I noticed this first hand while playing SimCity 4. I used to make my road network as connected as I could because I thought having more route options would always lead to better traffic. I was surprised one day when I demolished a particularly congested road and my overall traffic actually became better. After some experimentation I realized making the road graph more tree like by reducing pathing options you can force the sims to use higher capacity roads rather than having them all take low capacity backroads to their destination.
I wonder if routing services like apple/google maps consider this when routing drivers. Theoretically they could avoid the paradox by just not routing people the selfish way right? And here that wouldn't make it better than the original, but in the real world where they add helpful roads but they get too congested and slow things down, they could (assuming everyone listened) stop them from getting congested allowing for the benefits to be realized.
Sure, Google Maps could do that, but then the Selfish Maps app (or the Google Maps Express Lane Premium monthly subscription) would be very appealing to the people that can afford it.
Wonder about the relation to prisoners dilemma. Maybe that’s a simple example: offering prisoners opportunity to rat out the other can gives a worse outcome than forcing collaboration.
It's a paradox because you would think that how can giving drivers more choice worsen their travel times?
If that diagram was electrical resistors, then adding that middle path across the bridge would never increase the resistance from A to B and therefore reduce the current. At worst, the added resistor will do nothing (because the nodes of the Wheatstone bridge are at the same potential). If any current flows at all across the new connection, it improves the flow.

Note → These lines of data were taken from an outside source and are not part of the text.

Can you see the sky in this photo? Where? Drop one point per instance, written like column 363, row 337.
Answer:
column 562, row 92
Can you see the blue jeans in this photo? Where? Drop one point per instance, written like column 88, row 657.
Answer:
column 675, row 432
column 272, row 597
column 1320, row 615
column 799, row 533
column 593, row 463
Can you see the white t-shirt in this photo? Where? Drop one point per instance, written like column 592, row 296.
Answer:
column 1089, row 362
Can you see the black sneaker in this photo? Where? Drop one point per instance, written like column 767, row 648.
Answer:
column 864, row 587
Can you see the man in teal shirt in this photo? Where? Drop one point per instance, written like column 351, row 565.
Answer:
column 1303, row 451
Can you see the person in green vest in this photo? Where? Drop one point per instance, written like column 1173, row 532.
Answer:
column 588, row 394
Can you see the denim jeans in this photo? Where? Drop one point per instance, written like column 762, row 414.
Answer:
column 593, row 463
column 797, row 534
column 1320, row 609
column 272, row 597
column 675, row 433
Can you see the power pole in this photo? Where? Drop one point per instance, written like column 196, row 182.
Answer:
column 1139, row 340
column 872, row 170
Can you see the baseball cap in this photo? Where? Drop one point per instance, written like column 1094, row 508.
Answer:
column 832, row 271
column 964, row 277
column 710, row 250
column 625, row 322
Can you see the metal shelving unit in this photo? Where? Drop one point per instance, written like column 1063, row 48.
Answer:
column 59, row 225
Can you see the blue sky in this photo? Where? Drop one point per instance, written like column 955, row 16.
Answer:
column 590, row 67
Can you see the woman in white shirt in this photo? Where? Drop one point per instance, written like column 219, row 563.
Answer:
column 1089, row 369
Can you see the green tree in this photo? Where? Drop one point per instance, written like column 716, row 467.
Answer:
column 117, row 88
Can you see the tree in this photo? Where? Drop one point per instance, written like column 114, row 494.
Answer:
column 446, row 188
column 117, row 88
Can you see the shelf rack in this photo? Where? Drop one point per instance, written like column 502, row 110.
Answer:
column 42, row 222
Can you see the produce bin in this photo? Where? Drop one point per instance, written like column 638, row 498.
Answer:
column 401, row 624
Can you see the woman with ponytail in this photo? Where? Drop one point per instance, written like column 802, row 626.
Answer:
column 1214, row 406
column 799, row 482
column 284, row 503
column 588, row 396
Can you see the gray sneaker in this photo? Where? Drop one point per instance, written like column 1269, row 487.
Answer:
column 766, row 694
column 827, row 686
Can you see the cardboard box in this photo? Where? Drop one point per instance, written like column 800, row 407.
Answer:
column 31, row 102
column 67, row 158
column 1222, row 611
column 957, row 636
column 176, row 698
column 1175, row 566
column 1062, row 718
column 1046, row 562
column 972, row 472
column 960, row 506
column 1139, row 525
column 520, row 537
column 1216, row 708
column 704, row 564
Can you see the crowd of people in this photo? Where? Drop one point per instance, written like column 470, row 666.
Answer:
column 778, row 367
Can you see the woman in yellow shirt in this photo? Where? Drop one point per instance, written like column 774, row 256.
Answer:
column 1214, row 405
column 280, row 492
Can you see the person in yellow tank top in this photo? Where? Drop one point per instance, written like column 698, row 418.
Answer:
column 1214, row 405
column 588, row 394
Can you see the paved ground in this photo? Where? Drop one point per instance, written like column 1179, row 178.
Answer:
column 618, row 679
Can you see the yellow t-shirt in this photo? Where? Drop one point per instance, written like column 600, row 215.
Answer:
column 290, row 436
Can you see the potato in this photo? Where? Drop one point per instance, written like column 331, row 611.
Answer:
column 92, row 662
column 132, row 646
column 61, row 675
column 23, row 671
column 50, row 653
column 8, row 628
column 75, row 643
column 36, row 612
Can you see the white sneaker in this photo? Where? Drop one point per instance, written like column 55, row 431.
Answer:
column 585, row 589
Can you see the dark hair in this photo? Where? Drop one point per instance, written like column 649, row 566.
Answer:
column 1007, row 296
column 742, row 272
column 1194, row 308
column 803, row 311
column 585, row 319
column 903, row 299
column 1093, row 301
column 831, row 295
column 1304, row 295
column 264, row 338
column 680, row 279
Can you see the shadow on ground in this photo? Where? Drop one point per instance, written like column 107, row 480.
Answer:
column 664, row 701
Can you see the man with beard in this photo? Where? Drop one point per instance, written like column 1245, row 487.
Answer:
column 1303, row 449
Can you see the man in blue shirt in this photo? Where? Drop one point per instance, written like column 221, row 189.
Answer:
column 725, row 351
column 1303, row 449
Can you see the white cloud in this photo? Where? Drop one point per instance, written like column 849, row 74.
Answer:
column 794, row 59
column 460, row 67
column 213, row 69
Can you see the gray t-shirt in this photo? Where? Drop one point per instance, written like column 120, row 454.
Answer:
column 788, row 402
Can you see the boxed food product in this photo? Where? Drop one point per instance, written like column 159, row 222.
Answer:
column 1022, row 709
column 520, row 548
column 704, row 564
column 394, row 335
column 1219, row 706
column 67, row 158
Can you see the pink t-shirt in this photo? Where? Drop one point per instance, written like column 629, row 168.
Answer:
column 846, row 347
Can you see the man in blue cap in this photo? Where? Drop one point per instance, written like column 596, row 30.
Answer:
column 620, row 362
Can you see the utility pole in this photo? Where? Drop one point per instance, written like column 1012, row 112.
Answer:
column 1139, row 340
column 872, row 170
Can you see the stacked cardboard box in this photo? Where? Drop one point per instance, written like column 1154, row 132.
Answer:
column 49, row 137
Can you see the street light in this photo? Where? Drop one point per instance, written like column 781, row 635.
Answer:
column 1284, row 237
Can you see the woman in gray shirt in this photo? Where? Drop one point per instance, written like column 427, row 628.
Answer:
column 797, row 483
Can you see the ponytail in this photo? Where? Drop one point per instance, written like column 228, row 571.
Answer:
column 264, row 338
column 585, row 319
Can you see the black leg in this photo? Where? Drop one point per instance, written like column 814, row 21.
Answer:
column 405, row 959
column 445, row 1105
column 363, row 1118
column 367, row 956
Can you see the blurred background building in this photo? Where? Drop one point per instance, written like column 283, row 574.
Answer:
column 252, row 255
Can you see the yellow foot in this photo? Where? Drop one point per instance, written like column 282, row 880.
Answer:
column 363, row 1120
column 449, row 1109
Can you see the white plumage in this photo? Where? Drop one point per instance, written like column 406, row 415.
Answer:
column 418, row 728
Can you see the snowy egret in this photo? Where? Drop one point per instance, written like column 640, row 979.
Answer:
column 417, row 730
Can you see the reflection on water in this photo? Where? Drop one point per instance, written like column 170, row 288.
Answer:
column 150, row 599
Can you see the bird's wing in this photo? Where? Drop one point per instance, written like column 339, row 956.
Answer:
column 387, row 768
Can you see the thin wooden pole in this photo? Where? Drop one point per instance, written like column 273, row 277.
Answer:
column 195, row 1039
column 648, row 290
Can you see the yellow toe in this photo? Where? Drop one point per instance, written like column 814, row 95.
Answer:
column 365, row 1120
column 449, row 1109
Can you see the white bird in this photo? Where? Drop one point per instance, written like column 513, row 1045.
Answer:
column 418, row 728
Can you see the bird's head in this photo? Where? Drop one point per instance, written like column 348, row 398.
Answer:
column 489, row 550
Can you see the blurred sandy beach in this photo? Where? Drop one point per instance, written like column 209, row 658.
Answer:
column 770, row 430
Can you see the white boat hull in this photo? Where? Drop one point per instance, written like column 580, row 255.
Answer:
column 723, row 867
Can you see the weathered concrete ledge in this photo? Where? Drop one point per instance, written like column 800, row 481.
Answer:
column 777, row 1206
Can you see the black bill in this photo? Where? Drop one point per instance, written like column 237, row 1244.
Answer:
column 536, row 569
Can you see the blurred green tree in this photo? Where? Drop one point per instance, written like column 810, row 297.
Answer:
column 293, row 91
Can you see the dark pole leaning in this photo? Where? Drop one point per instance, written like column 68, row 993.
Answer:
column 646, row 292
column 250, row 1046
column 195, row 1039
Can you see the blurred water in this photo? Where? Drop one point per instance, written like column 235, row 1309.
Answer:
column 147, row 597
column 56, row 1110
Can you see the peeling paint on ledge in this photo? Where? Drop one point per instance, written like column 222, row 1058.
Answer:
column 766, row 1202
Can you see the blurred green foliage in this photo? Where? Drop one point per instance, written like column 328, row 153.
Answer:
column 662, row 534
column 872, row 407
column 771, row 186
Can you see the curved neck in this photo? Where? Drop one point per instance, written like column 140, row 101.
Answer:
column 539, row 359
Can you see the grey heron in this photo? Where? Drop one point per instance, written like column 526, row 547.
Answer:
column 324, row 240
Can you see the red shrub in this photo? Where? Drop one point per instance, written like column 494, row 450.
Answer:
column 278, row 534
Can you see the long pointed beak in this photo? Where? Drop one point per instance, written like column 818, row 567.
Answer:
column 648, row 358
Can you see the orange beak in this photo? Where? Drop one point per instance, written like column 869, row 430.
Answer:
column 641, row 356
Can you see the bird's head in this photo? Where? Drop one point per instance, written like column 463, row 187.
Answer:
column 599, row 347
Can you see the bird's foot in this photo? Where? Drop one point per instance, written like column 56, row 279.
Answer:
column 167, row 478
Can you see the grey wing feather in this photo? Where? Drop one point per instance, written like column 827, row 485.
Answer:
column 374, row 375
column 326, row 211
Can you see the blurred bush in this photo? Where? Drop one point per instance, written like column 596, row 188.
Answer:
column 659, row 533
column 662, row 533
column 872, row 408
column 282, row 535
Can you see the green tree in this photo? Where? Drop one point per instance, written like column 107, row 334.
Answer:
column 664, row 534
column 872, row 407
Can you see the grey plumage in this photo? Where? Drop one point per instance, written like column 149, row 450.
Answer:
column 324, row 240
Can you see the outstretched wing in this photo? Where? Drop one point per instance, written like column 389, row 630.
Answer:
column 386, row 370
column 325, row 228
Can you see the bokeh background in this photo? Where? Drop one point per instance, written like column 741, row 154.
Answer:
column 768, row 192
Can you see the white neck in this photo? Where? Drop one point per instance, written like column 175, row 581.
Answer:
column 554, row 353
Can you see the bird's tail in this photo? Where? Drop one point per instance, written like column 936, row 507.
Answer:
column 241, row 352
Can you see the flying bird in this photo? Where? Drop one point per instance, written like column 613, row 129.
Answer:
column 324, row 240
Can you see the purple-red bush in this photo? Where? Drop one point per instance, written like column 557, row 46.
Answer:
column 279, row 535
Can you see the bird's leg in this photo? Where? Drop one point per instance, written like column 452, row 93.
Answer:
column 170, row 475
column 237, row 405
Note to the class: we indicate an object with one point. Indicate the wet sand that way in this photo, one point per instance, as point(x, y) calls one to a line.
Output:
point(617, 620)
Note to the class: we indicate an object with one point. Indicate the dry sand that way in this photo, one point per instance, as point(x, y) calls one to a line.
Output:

>In Seoul, South Korea, a speeding-up in traffic around the city was seen when a motorway was removed as part of
the Cheonggyecheon restoration project.[2] In Stuttgart, Germany after investments into the road network in 1969,
the traffic situation did not improve until a section of newly-built road was closed for traffic again.[3] In 1990 the
closing of 42nd street in New York City reduced the amount of congestion in the area.[4] In 2008 Youn, Gastner and
Jeong demonstrated specific routes in Boston, New York City and London where this might actually occur and
pointed out roads that could be closed to reduce predicted travel times.[5]